Surviving the Electronic Evolution
Modern technology at work makes accomplishing tasks easier than ever, but is it really all it’s cracked up to be?
We have automatic calendars and task managers, instant contact with our clients and customers and access to unlimited knowledge faster than you can say “Google.” But the upsides of technology also come with some downsides to our mental, and physical, well-being.
The Invisible Threat
The more connected we are to technology, the more separated we are from human contact, stressed by the fast pace and overloaded with information. The fact is that our bodies have not evolved to the point that an artificial environment is healthy for us. Depression and fatigue are raging among people who spend hours on end with technology; more than 11 million people take medication for depression, and many more with a depressive illness never seek treatment. They may find it difficult to concentrate on work, and feel guilty or anxious. Sometimes they don’t think it is serious enough to get help.

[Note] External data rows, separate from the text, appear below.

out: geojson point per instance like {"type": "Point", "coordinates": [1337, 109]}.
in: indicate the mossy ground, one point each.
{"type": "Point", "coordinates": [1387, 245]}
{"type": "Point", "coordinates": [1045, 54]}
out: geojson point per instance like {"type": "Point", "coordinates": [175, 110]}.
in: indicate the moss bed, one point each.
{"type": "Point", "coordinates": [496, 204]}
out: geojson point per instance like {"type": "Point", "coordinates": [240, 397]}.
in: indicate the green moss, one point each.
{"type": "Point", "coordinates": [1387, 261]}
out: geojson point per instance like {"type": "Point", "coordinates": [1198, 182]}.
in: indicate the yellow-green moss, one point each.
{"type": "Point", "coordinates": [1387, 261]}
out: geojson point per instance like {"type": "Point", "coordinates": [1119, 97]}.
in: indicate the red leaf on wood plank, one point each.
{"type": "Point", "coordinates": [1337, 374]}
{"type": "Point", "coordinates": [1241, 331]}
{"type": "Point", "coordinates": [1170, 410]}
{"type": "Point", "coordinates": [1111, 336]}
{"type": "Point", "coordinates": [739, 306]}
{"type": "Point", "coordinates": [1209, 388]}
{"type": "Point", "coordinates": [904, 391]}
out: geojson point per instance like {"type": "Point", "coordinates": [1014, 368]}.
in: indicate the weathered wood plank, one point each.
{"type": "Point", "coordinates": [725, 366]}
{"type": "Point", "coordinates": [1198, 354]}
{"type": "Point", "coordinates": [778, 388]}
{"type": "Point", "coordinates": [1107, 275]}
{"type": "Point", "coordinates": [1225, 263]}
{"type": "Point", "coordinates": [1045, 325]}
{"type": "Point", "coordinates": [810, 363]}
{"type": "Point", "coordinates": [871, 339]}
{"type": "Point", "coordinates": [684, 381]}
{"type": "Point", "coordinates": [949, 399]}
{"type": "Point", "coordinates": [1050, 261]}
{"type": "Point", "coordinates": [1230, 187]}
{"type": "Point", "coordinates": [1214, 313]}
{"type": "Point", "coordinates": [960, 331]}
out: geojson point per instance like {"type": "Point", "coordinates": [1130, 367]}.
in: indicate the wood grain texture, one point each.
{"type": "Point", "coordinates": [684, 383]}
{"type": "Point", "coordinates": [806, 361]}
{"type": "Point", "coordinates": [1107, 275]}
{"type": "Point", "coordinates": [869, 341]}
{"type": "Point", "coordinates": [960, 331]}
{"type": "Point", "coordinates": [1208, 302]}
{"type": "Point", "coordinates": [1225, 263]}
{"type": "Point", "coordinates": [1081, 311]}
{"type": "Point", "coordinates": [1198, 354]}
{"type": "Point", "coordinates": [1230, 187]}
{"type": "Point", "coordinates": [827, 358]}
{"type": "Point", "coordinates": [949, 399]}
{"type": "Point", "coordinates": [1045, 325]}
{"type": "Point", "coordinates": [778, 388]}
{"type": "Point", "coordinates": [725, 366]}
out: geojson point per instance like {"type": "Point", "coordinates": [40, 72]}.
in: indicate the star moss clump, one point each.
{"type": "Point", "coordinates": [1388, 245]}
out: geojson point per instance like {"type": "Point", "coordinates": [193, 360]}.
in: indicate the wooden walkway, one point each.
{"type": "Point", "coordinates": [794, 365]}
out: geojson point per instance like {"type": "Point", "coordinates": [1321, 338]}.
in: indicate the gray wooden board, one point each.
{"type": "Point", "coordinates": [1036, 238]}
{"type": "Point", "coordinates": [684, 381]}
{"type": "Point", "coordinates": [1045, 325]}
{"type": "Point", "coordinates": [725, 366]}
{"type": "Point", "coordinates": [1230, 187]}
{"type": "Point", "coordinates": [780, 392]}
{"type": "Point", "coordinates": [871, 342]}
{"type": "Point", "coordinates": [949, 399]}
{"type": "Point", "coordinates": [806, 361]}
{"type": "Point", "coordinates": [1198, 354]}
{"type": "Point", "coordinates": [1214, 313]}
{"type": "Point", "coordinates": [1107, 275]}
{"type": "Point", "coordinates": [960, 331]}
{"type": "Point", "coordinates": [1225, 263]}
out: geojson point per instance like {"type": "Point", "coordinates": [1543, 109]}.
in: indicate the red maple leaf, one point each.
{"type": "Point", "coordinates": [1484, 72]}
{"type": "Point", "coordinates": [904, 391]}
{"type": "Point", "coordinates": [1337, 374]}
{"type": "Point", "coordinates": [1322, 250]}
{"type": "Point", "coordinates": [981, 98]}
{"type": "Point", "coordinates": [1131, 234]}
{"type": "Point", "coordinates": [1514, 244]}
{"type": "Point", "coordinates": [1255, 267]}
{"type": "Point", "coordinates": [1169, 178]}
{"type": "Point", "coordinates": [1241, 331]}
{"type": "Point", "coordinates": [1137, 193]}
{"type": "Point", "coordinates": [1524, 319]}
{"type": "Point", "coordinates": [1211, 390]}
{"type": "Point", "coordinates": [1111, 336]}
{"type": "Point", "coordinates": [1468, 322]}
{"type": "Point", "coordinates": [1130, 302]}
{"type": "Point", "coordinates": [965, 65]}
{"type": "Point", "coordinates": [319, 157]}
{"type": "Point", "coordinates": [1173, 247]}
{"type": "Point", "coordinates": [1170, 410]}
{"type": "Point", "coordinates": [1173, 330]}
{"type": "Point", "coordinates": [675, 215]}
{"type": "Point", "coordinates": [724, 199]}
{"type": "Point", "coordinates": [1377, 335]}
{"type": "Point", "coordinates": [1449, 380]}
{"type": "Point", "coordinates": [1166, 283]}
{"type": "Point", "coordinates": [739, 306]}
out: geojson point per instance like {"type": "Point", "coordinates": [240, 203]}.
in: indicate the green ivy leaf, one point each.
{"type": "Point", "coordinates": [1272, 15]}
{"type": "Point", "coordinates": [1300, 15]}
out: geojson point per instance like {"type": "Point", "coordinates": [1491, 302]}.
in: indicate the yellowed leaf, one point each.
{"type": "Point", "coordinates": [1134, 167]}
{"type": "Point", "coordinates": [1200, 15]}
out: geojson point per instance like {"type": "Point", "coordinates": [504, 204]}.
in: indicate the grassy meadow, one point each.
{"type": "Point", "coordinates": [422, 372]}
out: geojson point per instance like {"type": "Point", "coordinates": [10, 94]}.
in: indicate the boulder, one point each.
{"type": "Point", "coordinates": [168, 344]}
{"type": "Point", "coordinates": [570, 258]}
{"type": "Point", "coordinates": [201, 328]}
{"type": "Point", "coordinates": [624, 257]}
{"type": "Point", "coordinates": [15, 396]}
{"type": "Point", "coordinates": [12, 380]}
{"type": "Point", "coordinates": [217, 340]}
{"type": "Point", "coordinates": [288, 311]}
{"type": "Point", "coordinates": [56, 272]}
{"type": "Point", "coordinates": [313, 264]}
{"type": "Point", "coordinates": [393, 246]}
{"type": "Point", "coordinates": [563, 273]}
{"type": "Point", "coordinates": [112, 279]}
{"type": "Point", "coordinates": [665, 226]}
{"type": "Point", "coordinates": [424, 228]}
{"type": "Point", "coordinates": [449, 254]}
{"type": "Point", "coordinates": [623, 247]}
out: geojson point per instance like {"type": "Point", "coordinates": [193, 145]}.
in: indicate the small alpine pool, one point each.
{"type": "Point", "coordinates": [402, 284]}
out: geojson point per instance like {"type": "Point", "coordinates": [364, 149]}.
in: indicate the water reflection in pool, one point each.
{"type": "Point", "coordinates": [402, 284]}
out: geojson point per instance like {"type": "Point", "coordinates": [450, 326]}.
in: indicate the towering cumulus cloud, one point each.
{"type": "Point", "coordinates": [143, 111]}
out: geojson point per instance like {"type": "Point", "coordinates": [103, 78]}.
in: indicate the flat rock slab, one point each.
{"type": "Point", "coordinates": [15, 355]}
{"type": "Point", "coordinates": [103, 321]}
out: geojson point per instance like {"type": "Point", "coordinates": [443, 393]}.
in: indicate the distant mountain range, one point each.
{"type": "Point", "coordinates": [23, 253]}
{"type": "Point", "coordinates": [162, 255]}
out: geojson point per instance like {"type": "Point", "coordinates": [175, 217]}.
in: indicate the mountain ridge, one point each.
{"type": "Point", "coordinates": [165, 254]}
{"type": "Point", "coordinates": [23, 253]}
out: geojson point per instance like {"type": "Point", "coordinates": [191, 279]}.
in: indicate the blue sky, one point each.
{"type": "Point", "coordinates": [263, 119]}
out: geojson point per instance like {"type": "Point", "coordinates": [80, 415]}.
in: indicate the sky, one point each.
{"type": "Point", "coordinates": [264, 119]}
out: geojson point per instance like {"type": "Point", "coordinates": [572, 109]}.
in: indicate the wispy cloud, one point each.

Being glued to your computer screen causes your senses to become weaker, which affects mental health, according to Richard Louv, who coined the term “nature-deficit disorder” in his fascinating book Last Child in the Woods. In 2012, a Swedish study found that frequent computer and mobile phone use causes stress, depression, sleep loss and fatigue. Even social media, meant to connect people, can be mentally harmful; a German study done in January 2013 discovered that Facebook leaves one in three users feeling stressed, lonely, jealous and unhappy with their own lives.
Disconnect to Feel a Connection
One of our biggest challenges is that we never “log off”. At work, get away from the phone, your desk, and the computer. Go out to lunch with your co-worker or friend and don’t talk about work— enjoy the food you are eating! Just talking and eating together can reduce depression and fatigue. I also recommend going for a walk outside at lunchtime. Going for a walk (especially in the sunshine), even 30 minutes a day, can be more effective for depression than medication.
Many nutritional deficiencies can worsen depression. Try to get plenty of the following nutritional support for good mental well-being:
– An overall multi-nutrient supplement, like a good multivitamin, can help keep your body and mind balanced.
– Omega-3s in oily fish—like salmon and tuna—contain EPA and DHA which play an important role in brain function. Have at least 3-4 portions of oily fish a week or take 1 tbs. of fish or flax oil a day.
– B vitamins and magnesium are critical for all-around mental health, including mood and memory.
With the evolution of mankind, technology has become a necessary evil. However, it does pose a threat to our health and should be held to the same standard as other indulgences— moderation. Now that I’ve said my piece, and you’ve read it, let’s both push back from the computer and take a break from the modern machine staring back at us.